Flexibility-driven distributed coordination for low-carbon operation of active distribution networks with multi-park integrated energy systems

Park-level integrated energy systems (P-IESs) host substantial dispatchable demand-side resources, serving as a crucial source of operational flexibility for the active distribution network (ADN) to facilitate the deep integration of high-penetration renewable energy. However, this capability is constrained by dual barriers: the lack of frameworks and incentives to value flexibility, along with inherent physical network constraints that restrict coordination, which jointly erode system economy and renewable hosting capacity. To address these challenges, this paper develops a demand-side flexibility-driven distributed coordination framework aimed at enabling the low-carbon operation of an ADN with multiple P-IESs.
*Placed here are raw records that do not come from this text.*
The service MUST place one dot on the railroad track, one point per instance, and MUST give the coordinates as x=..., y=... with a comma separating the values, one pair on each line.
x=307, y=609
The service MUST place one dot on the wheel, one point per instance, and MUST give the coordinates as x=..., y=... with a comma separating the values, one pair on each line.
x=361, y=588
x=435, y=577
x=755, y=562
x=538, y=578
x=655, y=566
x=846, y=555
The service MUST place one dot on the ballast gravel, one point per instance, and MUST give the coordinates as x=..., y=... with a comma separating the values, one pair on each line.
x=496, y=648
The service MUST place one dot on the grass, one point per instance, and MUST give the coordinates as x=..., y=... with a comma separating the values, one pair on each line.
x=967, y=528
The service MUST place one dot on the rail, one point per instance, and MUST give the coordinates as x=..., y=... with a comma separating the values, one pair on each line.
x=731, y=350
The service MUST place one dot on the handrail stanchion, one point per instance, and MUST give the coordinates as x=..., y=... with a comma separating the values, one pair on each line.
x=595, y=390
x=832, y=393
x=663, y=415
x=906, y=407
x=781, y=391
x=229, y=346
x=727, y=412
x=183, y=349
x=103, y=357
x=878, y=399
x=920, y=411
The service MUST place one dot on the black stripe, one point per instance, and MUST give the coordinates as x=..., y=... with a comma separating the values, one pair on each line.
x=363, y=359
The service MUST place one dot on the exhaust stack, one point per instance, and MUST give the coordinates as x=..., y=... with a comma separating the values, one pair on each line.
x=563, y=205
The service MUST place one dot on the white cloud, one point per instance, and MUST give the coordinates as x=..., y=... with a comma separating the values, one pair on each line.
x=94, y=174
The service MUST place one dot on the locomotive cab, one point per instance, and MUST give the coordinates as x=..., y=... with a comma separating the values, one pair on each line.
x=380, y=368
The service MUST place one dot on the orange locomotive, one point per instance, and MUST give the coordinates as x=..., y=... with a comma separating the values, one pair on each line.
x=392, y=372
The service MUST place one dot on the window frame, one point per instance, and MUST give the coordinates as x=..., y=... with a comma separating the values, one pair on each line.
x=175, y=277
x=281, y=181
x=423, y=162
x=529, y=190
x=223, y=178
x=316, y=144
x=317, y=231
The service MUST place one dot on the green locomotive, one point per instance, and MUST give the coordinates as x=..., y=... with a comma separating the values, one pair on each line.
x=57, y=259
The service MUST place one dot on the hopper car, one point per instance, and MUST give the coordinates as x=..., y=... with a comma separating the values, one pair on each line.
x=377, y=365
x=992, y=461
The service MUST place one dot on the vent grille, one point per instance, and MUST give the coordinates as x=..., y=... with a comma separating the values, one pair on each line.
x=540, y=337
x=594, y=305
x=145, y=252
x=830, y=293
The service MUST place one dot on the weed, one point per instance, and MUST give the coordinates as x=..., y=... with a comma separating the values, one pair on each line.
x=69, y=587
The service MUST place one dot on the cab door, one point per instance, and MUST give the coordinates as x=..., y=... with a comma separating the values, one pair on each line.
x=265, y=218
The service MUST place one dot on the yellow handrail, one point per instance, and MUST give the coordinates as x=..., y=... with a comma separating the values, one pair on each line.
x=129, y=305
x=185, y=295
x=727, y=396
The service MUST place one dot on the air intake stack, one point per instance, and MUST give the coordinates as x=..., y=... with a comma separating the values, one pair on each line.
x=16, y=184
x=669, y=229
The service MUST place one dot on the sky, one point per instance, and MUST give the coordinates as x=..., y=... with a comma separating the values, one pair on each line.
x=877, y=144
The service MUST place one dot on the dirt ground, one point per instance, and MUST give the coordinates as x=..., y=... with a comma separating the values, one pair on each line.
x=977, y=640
First, a three-stage market-oriented mechanism is designed, integrating pre-dispatch, flexibility assessment, and dynamic pricing to quantify and valorize the underutilized flexibility within P-IESs. Second, a hybrid-switch coordinated reconfiguration strategy is developed to overcome the topological rigidities of the ADN by synergistically controlling energy storage-embedded soft open points with traditional tie switches for dynamic grid reconfiguration. Finally, an enhanced alternating direction method of multipliers (ADMM) is proposed, featuring a logarithmic adaptive penalty and half-step dual update to deliver superior computational efficiency and solution fidelity. Case studies demonstrate that the proposed framework yields simultaneous reductions in operational cost and carbon emissions while boosting renewable energy penetration, confirming its practical efficacy for low-carbon grid operation.